Most secretory and transmembrane proteins fold and mature in the endoplasmic reticulum (ER). The flux of proteins entering the ER is dynamic and regulated. In demanding states, the protein load in the ER is increased and must be met by the organelle folding capacity. Adaptation to the load requires quality control mechanisms which monitor the levels of unfolded proteins and prevent their accumulation for risks of aggregation. Once these quality control mechanisms are compromised, or when cells undergo an insult that changes the physiology of the secretory pathway, such as viral infection or in response to hypoxia [9,10], the balance between folded and unfolded proteins in the ER is tipped, resulting in the accumulation of misfolded proteins, a state referred to as ER stress.

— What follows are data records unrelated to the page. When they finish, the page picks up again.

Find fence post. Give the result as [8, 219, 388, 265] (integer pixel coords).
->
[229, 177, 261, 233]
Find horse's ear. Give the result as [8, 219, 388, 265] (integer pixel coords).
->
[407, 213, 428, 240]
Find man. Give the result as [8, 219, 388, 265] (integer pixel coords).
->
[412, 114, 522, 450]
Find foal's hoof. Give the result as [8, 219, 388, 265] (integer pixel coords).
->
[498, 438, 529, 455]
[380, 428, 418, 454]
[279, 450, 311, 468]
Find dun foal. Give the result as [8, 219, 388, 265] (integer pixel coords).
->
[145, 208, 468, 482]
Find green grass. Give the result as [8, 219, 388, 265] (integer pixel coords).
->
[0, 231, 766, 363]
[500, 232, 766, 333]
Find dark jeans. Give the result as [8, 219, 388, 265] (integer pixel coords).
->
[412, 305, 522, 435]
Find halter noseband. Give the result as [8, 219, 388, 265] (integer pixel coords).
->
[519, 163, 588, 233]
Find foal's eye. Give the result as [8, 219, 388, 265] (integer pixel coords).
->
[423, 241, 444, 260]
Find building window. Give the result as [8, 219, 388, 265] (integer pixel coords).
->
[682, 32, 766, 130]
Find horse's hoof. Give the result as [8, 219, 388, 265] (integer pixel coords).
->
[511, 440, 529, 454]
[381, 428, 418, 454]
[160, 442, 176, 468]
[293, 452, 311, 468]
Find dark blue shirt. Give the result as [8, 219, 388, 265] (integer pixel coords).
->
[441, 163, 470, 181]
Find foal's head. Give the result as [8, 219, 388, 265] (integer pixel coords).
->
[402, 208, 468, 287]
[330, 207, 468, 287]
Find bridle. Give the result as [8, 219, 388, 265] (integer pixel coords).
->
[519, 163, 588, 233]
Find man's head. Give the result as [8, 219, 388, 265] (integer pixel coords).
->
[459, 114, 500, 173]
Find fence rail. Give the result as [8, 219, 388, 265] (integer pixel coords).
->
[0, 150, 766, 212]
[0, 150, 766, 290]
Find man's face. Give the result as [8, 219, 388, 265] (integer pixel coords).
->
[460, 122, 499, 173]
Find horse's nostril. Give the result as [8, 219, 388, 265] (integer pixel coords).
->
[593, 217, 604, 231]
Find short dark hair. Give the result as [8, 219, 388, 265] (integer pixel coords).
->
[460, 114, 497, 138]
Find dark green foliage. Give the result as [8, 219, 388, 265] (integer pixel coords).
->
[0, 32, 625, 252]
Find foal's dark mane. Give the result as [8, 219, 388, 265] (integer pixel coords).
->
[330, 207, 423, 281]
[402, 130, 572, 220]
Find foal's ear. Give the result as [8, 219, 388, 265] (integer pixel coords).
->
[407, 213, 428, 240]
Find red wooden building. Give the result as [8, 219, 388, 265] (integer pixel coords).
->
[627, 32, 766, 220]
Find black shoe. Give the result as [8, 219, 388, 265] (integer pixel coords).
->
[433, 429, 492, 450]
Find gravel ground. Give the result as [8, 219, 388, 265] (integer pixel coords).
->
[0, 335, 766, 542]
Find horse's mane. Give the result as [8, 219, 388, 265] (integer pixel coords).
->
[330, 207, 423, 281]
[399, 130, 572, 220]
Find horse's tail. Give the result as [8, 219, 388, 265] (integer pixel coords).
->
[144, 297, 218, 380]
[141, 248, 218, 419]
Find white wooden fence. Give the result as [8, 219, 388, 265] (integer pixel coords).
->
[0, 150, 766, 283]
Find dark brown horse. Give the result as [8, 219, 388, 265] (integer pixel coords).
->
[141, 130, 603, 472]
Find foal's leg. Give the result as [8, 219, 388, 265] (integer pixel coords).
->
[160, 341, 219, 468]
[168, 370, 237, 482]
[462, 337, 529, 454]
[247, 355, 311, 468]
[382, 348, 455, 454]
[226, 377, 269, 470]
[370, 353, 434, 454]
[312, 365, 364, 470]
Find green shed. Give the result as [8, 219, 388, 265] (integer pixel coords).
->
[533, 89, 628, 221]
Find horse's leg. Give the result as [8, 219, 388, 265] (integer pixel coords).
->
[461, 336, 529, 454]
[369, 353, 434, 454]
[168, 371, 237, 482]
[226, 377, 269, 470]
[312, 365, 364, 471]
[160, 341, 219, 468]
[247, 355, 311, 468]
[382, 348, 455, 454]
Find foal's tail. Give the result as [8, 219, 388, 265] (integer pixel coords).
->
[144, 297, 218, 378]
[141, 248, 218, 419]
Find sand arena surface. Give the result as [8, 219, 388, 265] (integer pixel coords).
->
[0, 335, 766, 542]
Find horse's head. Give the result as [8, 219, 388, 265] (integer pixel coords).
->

Eukaryotic cells respond to ER stress by activating a signaling pathway coined the Unfolded Protein Response (UPR). The UPR is a collection of signaling pathways which can resolve ER stress by integrating mRNA translation control with the regulation of gene transcription. If ER stress persists despite the activation of these feedback, the UPR will initiate apoptosis [4]. In mammalian cells the UPR is comprised of three major branches: inositol requiring enzyme 1 (IRE1); double-stranded RNA-activated protein kinase (PKR)- like ER kinase (PERK) and activating transcription factor 6 (ATF6), each termed after the ER-transmembrane sensors which gauge the levels of misfolded proteins in the ER lumen and consequently activate their respective downstream signaling cascades. Briefly, upon ER stress, the ATF6 transmembrane sensor travels from the ER to the Golgi, where it is cleaved in a manner that liberates the N-terminus domain of ATF6 (ATF6(N)). ATF6(N) translocates to the nucleus and functions as a transcription factor. PERK is activated by oligomerization, and once activated, phosphorylates the translation initiation factor eIF2α. This reduces translation initiation, leading to a global decrease in protein synthesis. Paradoxically, eIF2α phosphorylation increases synthesis of select transcripts some of which contain short overlapping open reading frames in their 5′UTR, such as ATF4, a transcription factor that coordinates transcription of genes that determine cell fate following ER stress [5]. The third UPR sensor, IRE1, is kinase and endonuclease. Once activated it splices the mRNA of the transcription factor XBP1, excising a 26-nucleotide intron. This non-canonical splicing causes a shift in the reading frame, yielding the spliced form of XBP1 (XBP1s) [11,12]. XBP1s is a highly potent transcription factor that promotes the level of a large variety of ER chaperones and induces expansion of the ER [13].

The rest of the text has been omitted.